Amber to dziewczyna, która nie ma w życiu lekko. Razem z mamą i bratem Jakiem od zawsze bała się ojca, który bił całą rodzinę, a gdy zostawała z nim sama posuwał się w stosunku do niej zdecydowanie za daleko. Pewnego dnia gdy płakała do jej pokoju po raz pierwszy przez okno wszedł Liam (chłopak z sąsiedztwa i najlepszy przyjaciel Jake'a, z którym dziewczyna nigdy nie potrafiła się dogadać) i zaczął ją pocieszać aż razem zasnęli.

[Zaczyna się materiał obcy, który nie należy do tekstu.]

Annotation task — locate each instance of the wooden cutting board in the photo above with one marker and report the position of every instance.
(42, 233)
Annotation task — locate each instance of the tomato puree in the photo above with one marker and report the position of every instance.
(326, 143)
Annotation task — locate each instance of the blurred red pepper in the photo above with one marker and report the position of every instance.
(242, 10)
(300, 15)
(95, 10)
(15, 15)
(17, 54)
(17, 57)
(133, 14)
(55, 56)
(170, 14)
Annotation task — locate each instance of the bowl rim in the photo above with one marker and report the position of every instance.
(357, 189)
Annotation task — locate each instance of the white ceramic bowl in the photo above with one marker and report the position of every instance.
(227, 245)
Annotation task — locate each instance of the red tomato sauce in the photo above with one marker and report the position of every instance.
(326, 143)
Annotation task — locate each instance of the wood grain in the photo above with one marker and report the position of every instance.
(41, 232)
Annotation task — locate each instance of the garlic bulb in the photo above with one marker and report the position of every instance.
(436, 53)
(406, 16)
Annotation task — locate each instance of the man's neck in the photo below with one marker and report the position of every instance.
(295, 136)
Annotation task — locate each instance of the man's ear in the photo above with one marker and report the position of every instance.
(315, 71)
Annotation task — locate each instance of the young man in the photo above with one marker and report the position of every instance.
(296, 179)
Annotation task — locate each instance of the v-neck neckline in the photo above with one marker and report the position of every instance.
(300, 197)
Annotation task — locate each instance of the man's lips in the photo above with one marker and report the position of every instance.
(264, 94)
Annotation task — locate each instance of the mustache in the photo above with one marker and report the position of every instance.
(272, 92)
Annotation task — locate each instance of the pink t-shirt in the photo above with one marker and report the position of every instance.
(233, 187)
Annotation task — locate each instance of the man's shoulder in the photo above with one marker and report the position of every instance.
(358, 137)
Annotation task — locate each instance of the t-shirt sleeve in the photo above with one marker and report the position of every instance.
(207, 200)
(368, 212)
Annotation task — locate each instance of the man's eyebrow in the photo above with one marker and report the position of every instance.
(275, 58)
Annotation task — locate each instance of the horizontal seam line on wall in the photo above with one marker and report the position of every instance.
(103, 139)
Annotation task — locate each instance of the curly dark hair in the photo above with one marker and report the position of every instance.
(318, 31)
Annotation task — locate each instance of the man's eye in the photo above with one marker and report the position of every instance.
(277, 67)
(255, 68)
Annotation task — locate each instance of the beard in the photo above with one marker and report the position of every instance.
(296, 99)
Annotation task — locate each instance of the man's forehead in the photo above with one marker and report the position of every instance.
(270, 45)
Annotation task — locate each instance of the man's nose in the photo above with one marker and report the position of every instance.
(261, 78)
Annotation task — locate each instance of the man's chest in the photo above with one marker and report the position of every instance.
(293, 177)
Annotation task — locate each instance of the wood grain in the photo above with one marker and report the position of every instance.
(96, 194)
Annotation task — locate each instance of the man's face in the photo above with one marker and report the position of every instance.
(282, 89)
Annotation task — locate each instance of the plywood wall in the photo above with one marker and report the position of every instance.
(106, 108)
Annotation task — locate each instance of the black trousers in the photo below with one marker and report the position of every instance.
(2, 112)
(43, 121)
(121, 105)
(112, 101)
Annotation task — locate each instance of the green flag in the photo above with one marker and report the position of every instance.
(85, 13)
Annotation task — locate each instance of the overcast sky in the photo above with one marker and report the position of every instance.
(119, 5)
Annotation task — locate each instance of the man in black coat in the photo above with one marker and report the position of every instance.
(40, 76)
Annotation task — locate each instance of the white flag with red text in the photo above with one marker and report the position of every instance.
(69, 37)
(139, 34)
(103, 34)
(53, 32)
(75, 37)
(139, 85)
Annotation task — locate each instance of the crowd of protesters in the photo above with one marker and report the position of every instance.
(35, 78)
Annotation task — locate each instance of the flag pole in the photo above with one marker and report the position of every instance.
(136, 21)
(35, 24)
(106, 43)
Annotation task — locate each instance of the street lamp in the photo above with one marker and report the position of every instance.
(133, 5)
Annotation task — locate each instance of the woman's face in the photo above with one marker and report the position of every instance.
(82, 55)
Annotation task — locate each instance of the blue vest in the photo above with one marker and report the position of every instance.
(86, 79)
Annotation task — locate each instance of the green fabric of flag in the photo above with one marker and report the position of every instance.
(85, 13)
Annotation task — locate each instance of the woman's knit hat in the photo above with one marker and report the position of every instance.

Od tych wydarzeń minęło osiem lat.
Życie szesnastoletniej już Amber w dużym stopniu zmieniło się na lepsze. Od trzech lat nie widziała ojca, którego Jake i Liam wyrzucili z domu, gdy próbował ją skrzywdzić, zbiera dobre stopnie w szkole, a dzięki Jake'owi, który wraz z Liamem stał się bardzo popularny, ona też zdobyła popularność. Jest jednak jedna rzecz, która nie uległa zmianie - chłopak z domu naprzeciwko nadal zakrada się do niej przez okno po czym zasypiają niewinnie przytuleni. Amber nie potrafi go rozgryźć, ponieważ w dzień zachowuje się jak dupek, a w nocy jest ciepły i kochany. Wszystkie dziewczyny za nim szaleją, ale związek z żadną z nich nie trwa dłużej niż kilka dni, dlatego właśnie ona nie może się w nim zakochać...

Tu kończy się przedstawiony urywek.